Saturday, September 15, 2007

Nobody's going to BELIEVE the day I had...

Read all of it: it's worth it.

So, after much stalling and a number of hang-ups, I finally decided to get off my sick ass and go somewhere: el-'Alamein, the battlefield famous only for the World War II clashes between the British General Montgomery and the German (he-wasn't-a-Nazi) General Rommel. About an hour and a half away. Not bad. Lonely planet said you can hire a car to take you there from Thomas Cook (basically Avis) at Ramleh Station for about 300 pounds-- translates to about sixty bucks. Hey, it's the weekend. And along the way, says Lonely Planet, plan to drop by the Monastery of Abu Minas.

Okay. Sounds simple enough. The monastery itself was a big pilgrimage site back in the Middle Ages (fancy that! I'm a medievalist!) and became a huge trading city when the holy water there started curing people-- it's believed that after Minas was buried there (he was a Roman legionary that refused to renounce Christ and thus was martyred) gave the grounds special properties. Regardless, as most pilgrimage towns often become, it was a center for trade-- so large and rich, in fact, that it became known across the Rim of Africa as "the City of Marble"-- at least, until the wells dried up and a series of catastrophes (fire, famine, plague-- even a giant earthquake) destroyed the metropolis. For some centuries thereafter, the place was raided by local rulers (even the "civilized" Romans) for its rich supplies of alabaster and marble. Very little remains of the original church, but you can still make out the groundworks and the outline of the city and see the original altar of the basilica (which is pretty neat-- at least some peeps had reverence). However, there's a new monastery on the grounds that's quite beautiful and fully functioning. I was much bemused reading the Arabic variants of my favorite saints under their icons-- "Betrus" for Peter, and so on-- but the icons were quite striking.
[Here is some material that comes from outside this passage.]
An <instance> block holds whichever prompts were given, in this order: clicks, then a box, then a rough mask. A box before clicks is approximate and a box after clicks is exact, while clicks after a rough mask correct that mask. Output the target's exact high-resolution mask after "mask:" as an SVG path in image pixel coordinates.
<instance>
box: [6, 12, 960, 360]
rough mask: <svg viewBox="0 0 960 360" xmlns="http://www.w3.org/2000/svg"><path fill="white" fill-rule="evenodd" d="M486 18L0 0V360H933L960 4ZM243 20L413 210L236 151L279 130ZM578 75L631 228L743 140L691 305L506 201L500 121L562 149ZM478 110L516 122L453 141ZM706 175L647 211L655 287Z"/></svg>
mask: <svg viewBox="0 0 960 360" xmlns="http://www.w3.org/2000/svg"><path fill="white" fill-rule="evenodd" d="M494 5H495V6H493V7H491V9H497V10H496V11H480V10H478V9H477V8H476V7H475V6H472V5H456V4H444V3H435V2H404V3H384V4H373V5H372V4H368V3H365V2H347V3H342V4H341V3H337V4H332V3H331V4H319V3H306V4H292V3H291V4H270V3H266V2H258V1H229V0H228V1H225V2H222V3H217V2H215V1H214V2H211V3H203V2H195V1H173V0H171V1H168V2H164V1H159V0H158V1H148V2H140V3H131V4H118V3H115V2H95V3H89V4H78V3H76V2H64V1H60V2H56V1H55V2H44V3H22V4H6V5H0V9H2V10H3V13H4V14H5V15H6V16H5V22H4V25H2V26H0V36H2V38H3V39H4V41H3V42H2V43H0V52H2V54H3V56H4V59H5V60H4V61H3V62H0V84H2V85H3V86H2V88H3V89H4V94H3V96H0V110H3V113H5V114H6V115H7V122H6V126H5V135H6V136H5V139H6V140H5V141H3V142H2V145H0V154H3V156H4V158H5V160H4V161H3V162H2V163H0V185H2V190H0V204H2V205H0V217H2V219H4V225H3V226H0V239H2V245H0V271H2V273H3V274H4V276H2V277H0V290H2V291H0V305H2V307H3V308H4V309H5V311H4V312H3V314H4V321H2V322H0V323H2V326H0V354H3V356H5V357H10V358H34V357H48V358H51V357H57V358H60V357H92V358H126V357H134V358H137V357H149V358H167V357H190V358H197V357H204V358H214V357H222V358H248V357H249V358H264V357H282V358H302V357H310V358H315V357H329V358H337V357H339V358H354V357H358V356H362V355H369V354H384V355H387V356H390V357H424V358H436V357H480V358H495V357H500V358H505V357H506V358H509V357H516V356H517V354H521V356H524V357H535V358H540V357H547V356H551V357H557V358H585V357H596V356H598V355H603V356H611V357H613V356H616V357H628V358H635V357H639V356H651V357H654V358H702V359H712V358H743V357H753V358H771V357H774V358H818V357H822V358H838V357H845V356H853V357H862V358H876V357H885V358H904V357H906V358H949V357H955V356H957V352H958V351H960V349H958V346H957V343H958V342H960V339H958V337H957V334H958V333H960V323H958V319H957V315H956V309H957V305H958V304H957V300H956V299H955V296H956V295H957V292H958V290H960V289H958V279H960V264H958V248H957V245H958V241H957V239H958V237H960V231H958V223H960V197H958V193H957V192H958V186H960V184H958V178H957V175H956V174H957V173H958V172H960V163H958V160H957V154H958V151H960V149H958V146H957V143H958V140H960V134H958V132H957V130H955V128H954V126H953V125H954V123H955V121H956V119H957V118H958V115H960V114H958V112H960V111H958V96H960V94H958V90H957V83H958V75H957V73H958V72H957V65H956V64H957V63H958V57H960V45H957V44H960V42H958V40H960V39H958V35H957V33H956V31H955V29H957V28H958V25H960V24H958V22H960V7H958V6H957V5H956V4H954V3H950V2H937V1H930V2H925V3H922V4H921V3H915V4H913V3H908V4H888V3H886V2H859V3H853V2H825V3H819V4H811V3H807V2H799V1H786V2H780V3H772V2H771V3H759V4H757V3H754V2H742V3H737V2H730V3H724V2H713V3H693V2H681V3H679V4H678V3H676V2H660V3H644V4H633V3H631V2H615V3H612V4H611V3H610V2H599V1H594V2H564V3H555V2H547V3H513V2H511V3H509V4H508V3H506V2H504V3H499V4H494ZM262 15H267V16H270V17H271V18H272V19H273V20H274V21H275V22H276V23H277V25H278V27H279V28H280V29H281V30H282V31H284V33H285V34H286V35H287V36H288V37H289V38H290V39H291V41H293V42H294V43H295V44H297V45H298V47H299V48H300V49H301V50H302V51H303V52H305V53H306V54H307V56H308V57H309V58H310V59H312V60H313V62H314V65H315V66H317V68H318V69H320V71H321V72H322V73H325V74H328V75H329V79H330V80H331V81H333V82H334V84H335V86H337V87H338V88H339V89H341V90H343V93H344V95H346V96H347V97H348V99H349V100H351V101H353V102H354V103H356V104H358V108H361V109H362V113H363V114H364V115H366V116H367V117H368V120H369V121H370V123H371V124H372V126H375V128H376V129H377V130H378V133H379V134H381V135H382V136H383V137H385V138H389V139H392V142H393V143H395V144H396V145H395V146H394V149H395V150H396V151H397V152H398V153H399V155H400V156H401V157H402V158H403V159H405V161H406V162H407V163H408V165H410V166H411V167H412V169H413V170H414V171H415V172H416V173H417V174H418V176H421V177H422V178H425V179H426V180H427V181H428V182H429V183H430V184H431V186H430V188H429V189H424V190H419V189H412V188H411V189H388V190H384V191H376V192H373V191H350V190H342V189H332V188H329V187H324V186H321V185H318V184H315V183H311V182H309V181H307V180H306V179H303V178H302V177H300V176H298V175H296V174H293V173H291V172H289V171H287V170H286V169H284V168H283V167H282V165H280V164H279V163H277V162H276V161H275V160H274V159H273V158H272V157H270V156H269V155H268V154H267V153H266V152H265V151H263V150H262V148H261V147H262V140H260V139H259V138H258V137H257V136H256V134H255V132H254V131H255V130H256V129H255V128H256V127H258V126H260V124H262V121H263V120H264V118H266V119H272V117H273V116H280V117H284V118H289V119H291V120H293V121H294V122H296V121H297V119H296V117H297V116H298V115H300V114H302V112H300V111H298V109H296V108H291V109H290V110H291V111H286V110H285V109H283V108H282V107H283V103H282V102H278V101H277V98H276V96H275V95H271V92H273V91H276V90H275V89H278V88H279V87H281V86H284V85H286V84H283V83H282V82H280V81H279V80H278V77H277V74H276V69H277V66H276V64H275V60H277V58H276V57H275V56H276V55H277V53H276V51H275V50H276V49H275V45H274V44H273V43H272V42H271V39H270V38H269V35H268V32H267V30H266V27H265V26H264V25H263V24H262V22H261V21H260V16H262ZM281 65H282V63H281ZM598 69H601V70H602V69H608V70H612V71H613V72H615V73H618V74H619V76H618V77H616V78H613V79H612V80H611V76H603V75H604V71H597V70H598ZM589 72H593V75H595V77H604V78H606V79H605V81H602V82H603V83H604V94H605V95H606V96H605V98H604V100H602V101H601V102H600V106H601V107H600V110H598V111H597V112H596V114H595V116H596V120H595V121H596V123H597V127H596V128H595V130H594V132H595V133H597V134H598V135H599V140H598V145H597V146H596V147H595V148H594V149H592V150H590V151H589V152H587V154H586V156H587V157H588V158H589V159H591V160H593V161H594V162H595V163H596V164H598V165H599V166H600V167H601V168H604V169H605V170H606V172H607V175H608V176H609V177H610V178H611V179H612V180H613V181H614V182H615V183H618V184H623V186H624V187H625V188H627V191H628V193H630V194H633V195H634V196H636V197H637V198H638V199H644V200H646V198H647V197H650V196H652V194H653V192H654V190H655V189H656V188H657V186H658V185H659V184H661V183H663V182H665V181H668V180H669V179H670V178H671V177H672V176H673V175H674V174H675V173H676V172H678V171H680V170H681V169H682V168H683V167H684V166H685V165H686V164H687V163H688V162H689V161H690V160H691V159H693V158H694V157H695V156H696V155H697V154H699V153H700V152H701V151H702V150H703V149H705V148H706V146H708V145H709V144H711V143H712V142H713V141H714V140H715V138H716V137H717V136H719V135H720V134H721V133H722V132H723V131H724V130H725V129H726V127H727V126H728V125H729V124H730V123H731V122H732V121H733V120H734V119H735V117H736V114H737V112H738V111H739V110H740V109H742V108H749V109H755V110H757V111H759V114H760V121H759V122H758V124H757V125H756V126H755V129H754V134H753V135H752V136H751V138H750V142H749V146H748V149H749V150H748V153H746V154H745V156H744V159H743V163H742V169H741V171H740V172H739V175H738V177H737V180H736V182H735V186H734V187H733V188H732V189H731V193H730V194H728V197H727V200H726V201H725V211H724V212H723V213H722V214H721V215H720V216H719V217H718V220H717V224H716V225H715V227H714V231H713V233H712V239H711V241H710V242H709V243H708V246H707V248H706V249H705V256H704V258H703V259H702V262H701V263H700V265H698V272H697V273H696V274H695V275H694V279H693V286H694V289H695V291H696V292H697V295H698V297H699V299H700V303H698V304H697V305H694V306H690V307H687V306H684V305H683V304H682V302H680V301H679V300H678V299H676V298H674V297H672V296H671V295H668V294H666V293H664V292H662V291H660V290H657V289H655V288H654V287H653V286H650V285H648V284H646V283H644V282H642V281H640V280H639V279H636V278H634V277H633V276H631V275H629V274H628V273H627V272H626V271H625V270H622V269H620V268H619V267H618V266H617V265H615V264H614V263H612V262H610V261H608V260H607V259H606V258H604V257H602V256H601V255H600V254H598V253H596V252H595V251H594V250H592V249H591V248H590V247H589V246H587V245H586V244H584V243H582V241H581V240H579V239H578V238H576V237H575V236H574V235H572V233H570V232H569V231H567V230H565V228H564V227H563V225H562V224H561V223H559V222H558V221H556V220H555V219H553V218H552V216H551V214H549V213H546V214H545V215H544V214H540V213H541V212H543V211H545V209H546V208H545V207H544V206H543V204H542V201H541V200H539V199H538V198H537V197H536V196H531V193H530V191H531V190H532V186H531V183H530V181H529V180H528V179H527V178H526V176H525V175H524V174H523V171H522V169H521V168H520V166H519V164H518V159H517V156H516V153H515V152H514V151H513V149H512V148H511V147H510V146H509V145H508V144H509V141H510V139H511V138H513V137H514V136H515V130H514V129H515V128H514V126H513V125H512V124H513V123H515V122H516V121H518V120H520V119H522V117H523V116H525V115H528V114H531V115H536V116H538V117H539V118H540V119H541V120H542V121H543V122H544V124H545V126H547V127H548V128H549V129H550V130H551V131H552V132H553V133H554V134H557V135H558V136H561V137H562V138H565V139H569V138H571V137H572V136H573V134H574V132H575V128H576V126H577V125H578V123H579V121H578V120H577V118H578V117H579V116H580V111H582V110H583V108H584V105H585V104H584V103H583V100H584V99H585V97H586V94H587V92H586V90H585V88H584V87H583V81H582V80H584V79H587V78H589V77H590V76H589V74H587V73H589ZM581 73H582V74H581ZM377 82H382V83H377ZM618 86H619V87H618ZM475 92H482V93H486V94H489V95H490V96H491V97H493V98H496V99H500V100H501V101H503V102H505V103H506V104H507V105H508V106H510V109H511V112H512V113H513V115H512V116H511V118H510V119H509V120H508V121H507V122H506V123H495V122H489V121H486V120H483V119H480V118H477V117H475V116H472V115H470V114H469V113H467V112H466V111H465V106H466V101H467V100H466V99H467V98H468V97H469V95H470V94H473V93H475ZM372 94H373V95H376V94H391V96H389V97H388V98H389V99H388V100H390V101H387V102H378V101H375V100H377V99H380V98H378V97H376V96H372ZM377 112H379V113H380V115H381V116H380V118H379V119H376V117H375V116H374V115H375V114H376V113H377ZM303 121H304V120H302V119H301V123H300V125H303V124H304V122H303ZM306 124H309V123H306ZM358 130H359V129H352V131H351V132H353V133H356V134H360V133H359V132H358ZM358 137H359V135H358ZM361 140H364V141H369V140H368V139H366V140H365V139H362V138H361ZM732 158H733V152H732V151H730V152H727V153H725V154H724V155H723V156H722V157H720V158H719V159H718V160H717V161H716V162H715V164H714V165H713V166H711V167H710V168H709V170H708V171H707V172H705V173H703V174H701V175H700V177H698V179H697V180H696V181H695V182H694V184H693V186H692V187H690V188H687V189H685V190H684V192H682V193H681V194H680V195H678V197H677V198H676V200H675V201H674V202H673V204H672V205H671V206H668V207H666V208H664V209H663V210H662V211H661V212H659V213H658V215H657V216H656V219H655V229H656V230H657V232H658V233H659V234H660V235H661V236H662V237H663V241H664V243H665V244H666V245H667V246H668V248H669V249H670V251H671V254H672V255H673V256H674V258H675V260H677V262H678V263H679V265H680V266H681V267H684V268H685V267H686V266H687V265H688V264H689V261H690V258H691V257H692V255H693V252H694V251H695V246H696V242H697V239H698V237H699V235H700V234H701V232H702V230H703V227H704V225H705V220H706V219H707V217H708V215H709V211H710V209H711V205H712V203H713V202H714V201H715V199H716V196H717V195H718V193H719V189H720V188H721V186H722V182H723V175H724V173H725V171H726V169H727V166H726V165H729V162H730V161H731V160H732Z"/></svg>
I managed to wander around the olive orchards (where I wasn't supposed to) for about thirty minutes before I run into a philosophy student that kindly guided me out, and stopped to talk to an old cruciform-tattooed effendum (old guy in a galibiyya) about how to access the ruins. But my time had run out, so I walked out to the front of the monastery back to the car.

Or so I thought.

I waited for an hour-- my car didn't show. The driver (quite legitimate) wasn't there. I waited an hour. Two hours. Eventually, other Coptic students from the university began a history lesson and decided to school me on the history of the monastery, trying to convince me to see the ruins. I told them I was waiting for the car.

Eventually, I gave up. I looked around-- saw a gate and a gatekeeper at the far end of the monastery, and walked toward it. I asked the man where the ruins were: he pointed to a spot in the distant sands and said "There. Maybe half an hour by foot. Do you have a car?" I shook my head. "Then God be with you," he said, and he laughed. I wasn't sure how it interpret that.

I shook his hand and walked. Into the desert. The rusty, massive door slammed behind me.

The entire time I was telling myself that this was a bad idea. Probably was. Passed old, burned-out buildings, something resembling a muddy stream, and a mound of impassable reeds. Reads gave way to rocks. Rocks to bricks. And suddenly I was there. Marble blocks on marble blocks, felled columns likew neglected tree trunks. And in the midst of the chaos of what looked like a storm's aftermath, there was the sane gridwork of a Latinized city-- and the half-moon cruciform rooms of basilicas in places. There was a market and a bath and a baptistry, and there it was: I was crawling on top of it, able to tell what it all was from sight, only to confirm it later with a guide and a map. There were capitals-- marble tops of palm trees that had been left in the sand and the sapphire sky. It was incredible.

Eventually, all this reverie was interrupted by Amir, one of the local guides employed by the monastery to show people around, who managed to point out the finer details (the original site of the saint's grave, the wells, the old altar), and bring me back to the comfort of a very cool tent. And who should be waiting there? The history students I had discussed the monastery with earlier.

And thus came my favorite Egypt moment thus far: we played chess for while sipping the sweetest, coldest water I've ever tasted. And bantered each other's chess game.

Let's put it all together: I played chess with history students in an abandoned monastery in the middle of the North African desert after being abandoned by my hired car and driver.

But that's not all.

I walked back to the sound of the monastery bells tolling-- when the gatekeeper informed me that today was the visit from the Coptic Pope-- Shenuda. So: I managed to also see the Coptic Pope.

Eventually, I hitched a ride back from a minibus to Misr station and was greeted by Marym and Markous's smiling parents who had cooked a magnificent meal in out digs. Sand still in my hair, skin sun-kissed, I ate and laughed and told my story.

It was a good day.

(And I still haven't managed to get out to el-'Alamein).